YAZDIĞIM KİTABIN O BÖLÜMÜNÜ BİTİRİNCE, SAAT GECENİN 3'Ü DE OLSA, NEDENSE PAYLAŞMAK GELDİ İÇİMDEN...
"E R M E N İ M A H A L L E S İ"
Yalçın ŞİMŞEK Yazdı
Ordu’nun en eski yerleşim yerlerinden biri olan Zaferi Milli Mahallesi’ndeydi oturduğum ev. Oysa günler boyu dolaşıp durmuş, denize yakın bir daire bakmıştım, Akyazı Mahallesi’nde. Satılık bir daire için emlakçıyı arayınca anlamıştım, fiyatların çok yüksek olduğunu. “Elinizde eski bir daire yok mu? Ben onarırım,” dediğimde, “Eski daire yok, ama Zaferi Milli’de eski bir ev var,” diye yanıt vermişti emlakçı. Üstelik hem fiyatı uygundu, hem bahçesi de vardı, eski evin.
Gördüğümde çok sevmiş, çocukluk yıllarıma geri dönmüştüm. Çok iyi biliyordum o evi. Cumhuriyet İlkokulu’nda okurken, önünden geçmiştim, yıllar boyu. Zaten en sevdiğim mahallelerden biriydi, çok anım vardı Zaferi Milli’de.
Ermeni mahallesi…
Evi onarıp yerleşince, çocukluk ve gençlik anılarıma da geri dönmüştüm. İlginçti; dünyaya gözlerimi, Taşbaşı Mahallesi’nde, Rumlardan kalma eski bir evde açmış, şimdi de Ermenilerden kalma eski bir evde sürdürecektim hayatımı…

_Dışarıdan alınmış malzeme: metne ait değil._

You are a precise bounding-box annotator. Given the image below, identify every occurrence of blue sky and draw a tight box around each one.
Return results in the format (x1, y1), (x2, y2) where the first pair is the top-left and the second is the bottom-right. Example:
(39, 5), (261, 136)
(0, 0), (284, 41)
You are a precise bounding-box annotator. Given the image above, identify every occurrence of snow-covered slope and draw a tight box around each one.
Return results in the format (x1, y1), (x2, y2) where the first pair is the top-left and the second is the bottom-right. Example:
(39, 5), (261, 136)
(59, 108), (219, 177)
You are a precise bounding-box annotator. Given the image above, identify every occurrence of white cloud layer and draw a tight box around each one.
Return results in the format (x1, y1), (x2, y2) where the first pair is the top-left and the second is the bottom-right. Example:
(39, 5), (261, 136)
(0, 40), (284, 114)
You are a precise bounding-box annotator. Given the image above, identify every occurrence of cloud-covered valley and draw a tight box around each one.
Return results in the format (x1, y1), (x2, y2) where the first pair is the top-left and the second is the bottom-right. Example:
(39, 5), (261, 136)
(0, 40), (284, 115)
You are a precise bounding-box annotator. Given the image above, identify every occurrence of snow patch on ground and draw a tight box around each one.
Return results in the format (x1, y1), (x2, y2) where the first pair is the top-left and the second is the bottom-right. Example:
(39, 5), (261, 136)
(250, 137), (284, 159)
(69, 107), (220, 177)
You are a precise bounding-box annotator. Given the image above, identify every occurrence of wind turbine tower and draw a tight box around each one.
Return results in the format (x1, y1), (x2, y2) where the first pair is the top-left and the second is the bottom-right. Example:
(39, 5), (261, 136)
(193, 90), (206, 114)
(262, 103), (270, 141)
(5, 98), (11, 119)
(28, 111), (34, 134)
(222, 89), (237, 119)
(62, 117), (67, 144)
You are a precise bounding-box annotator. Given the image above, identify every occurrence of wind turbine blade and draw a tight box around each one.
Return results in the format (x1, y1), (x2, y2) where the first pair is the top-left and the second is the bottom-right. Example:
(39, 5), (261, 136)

Ben yerleşmiştim, ama hiçbiri kalmamıştı mahalleye adını verenlerden. Göçüp gitmişilerdi bir bir. Ancak çoğu, zorunlu göç yüzünden kaybetmişti hayatını!.. Dönüşü olmayan bir yolculuğa çıkmışlardı, gözleri arkada kalarak. Sadece anılarında kalacaktı, bu mahallede yaşadıkları. Ermenisiz kalacaktı, Ermeni mahallesi!.. İsim değil, numaralar verilerek sokaklar kimliksizleştirilecek, tek birinin adı bile yazılmayacaktı, onların hayat verdiği sokaklara!.. Nedendir bilinmez, “153 SOKAK” yazıyordu, bahçemin duvarında. Oysa o duvarı yapan usta, imzasını atmıştı, 1929 yılında yaptığı duvara!..
Renkli legolar gibi Ordu’nun düz ovasına yayılan binalardan çok farklıdır, Zaferi Milli mahallesinin evleri. Daha çok da iki katlıdır; baharla birlikte rengârenk çiçeklerin açtığı bahçelerinde portakal, mandalina, muşmula ve incir ağaçları da boy gösterir… Boz Tepe’nin eteklerine, renkli iğne oyaları gibi işlenmişçesine durur, Ermeni Mahallesi. Eski sakinleri veda etse de, sanki onların anılarını yaşatır gibi dimdik ayakta durur hayat verdikleri evler, taş duvarlar, demir parmaklıklar…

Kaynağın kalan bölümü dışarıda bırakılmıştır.